Baran Danış Ankara – Ramize Erer’in 100’e yakın portresini ilk kez bir araya getiren retrospektif nitelikteki sergisi “Ve Bir Gülüm Ben”, Ankara Galeri Nev’de açıldı. İsmini Emily Dickinson’ın bir mısrasından alan sergide 20. yüzyıl Avrupa ressamlarının başyapıtları andıran portreler, en çok gözleri ya da bakışları ile öne çıkıyor. Serginin ismi konusunda aldığı ilhamı Erer “Emily Dickinson şiirleri ve hayatı ile beni etkileyen bir şair. Deniz Artun ile isim hakkında yazışırken, tıkandığımız bir anda şairlere bakalım, dedik. Aklıma ilk gelen Dickinson’ın şiirleri oldu. Hemen bir mısrasını Deniz’e gönderdim fakat biraz karanlık bulduk. Sonra Deniz’den ‘Ve Bir Gülüm Ben’ geldi. İkimiz de çok sevdik. Resimlerimin diline uydu. Mecazi anlamının dışında sergideki resimlerde kullandığım renkleri, gül kırmızılarını, portrelerin yanaklarındaki gül pembelerini, gül resmini şaşırarak fark ettik” diye anlatıyor.
Âşık olsunlar
Ramize Erer’in sergisindeki çalışmalar karikatürlerindeki karakterleriyle çelişiyor. Tablolardaki kadınlar ve kız çocukları olanca kırılganlıkları ile izleyicinin yalnızca bakışını değil aynı zamanda şefkatini bekliyor. Erer çalışmalarındaki farkı şöyle anlatıyor: “Karikatürlerim dışa dönük, sosyal ve siyasi bir mesaj içeriyor. Doğasında hiciv var. Resimlerimi ise daha çok kendimle ilişkilendiriyorum, daha içe dönük bir ifade biçimi benim için. Karikatür serüvenimde, hayatımın uzun bir döneminde günlük gazeteye çizerken de ‘kadınların arzularından’ bahsetmek devrimci, ilerici bir tavırdı. Burada bir yol açtığım söylenebilir. Nitekim Fransa’dan Cesaret Ödülü, Avusturya’dan Sokol ödüllerini aldım. Resim serüvenimde ise plastik bir meydan okuma önceliğimdi. Bu dili oluştururken plastik olarak ekspresyona yaslanmadan ‘kırılganlık’ gibi güçlü duyguları (daha çok kadınlara zayıflık olarak atfedilen) yansıtmakla ilgilendim. Genç insan portreleri, kadın, ergen bedenleri ve bazen onları çevreleyen atmosferdeki kırılganlık. Bizi güçlü yapan zayıf, kırılgan yanlarımızdır aynı zamanda. İnsanın bu hâli benim için her zaman çarpıcı olmuştur.”

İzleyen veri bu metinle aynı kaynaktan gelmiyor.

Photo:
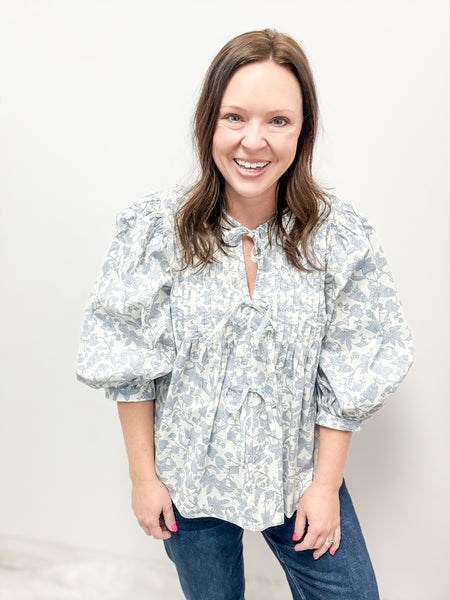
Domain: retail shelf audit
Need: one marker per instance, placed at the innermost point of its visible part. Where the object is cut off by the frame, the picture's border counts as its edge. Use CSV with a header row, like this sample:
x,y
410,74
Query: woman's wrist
x,y
328,485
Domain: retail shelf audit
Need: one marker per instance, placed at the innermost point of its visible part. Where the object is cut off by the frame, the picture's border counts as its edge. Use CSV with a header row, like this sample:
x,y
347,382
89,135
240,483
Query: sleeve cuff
x,y
131,393
328,420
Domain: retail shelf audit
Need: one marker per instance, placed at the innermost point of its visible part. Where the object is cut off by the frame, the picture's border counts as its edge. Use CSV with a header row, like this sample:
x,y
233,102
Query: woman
x,y
246,327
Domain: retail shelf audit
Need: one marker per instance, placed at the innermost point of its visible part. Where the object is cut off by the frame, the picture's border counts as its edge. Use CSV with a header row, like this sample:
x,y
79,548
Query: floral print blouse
x,y
240,385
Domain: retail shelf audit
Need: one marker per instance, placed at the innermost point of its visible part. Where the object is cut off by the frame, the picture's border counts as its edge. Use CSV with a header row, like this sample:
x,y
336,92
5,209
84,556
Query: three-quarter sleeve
x,y
367,346
127,341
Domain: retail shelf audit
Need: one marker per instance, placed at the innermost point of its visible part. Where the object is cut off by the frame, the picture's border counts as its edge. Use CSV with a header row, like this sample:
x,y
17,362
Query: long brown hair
x,y
199,220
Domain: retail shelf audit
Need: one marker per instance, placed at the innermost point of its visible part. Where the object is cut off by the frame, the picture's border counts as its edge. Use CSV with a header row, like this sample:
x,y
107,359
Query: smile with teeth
x,y
248,165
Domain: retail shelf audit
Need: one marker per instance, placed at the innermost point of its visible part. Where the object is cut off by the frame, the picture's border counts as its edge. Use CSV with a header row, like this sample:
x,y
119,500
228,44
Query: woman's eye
x,y
233,118
279,121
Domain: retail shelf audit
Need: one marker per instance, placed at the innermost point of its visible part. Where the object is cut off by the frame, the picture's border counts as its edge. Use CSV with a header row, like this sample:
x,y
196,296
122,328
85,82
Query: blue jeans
x,y
207,553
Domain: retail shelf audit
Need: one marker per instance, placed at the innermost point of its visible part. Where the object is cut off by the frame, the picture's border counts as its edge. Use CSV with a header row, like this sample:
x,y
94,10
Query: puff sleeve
x,y
367,346
126,341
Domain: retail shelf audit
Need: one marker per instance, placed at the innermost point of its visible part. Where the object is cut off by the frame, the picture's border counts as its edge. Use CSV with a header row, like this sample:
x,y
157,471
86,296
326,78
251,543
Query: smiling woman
x,y
246,327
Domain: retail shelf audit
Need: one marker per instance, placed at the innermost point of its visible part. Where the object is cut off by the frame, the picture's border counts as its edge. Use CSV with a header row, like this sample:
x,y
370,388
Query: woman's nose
x,y
254,137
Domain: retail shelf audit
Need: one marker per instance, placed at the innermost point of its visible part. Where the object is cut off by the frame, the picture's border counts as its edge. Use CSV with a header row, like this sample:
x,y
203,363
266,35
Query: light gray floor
x,y
34,570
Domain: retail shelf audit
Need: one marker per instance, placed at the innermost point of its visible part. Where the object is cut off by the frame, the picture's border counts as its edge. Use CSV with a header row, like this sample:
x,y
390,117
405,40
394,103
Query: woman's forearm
x,y
333,448
137,421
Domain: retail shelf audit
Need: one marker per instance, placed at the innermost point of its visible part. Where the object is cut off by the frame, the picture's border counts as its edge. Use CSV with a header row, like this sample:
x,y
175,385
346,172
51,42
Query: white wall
x,y
96,98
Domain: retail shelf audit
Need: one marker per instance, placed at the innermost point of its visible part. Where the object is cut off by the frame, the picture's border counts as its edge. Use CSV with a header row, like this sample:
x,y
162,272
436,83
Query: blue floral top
x,y
241,384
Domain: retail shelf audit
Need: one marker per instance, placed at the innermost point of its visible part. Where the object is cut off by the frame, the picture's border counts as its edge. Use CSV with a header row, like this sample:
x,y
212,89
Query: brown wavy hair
x,y
199,220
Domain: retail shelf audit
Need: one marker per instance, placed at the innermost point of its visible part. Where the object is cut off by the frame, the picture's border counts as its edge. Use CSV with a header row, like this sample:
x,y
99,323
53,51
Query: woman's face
x,y
255,141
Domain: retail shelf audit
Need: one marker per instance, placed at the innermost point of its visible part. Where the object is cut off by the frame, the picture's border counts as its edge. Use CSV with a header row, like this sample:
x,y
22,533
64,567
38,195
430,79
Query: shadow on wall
x,y
34,570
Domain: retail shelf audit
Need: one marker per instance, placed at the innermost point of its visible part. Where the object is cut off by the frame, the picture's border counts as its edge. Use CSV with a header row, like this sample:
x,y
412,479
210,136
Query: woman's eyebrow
x,y
277,111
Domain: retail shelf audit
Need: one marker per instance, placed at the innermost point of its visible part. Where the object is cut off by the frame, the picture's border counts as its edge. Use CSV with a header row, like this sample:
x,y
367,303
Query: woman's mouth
x,y
251,168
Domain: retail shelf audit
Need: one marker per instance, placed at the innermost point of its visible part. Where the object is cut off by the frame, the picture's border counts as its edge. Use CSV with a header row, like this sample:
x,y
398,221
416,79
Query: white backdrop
x,y
96,98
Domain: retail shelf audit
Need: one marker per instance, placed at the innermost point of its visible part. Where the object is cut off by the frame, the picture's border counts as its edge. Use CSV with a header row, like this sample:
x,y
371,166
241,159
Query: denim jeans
x,y
207,553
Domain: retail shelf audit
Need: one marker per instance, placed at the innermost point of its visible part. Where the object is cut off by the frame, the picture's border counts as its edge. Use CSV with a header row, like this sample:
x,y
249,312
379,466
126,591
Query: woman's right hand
x,y
151,503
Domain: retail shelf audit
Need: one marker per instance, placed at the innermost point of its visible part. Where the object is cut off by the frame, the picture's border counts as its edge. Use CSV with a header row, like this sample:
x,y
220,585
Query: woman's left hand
x,y
318,512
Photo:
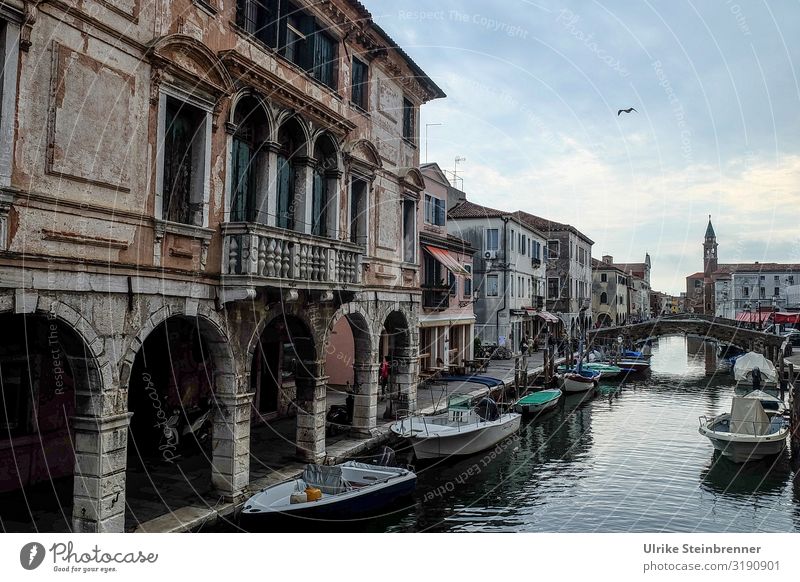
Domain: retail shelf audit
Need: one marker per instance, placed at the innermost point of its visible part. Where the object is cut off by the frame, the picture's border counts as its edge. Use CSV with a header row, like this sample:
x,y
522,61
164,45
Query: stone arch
x,y
191,59
290,119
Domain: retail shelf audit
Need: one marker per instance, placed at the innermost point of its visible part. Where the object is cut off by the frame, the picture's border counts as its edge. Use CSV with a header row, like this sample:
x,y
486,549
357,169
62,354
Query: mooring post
x,y
794,413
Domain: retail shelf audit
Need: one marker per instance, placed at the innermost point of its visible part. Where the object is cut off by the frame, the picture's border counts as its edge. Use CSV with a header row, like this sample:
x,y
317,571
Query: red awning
x,y
748,317
447,260
786,317
548,317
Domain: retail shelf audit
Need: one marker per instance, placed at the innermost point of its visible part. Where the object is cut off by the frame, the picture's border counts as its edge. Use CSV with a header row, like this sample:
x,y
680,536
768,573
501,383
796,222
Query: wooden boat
x,y
746,433
744,367
580,381
607,371
537,402
462,430
345,490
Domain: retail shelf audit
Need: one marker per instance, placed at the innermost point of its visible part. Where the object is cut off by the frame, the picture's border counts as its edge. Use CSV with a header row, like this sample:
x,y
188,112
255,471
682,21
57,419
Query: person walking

Ramize Erer izleyicilerin salondan ayrılırken hissetmelerini dilediği duyguları tarif ederken ise önce kendi izleme biçimiyle söze başlıyor: “İyi bir resim izleyicisiyim. Yurt dışına gittiğimde ilk işim müzeleri ziyaret etmek, sevdiğim galerilerdeki sergileri gezmek olur. Müzelerin, sergi salonlarının duvarlarında, sessizliğin içinde asılı duran bazı resimler beni büyüler. Önlerinde çakılı kalır, nefesim kesilir. Yaratma zevki ve heyecanı ile dolmuş olarak çıkarım oradan. Benim resimlerimi sevmelerini, hatta âşık olmalarını isterim izleyenlerden. Ve bana olduğu gibi, yaratma zevki ile sergi salonundan ayrılmalarını dilerim.” Erer’in izleyicilerin bakışını ve şefkatini beklediği kadınlarından oluşan “Ve Bir Gülüm Ben”, 11 Ekim’e kadar görülebilir.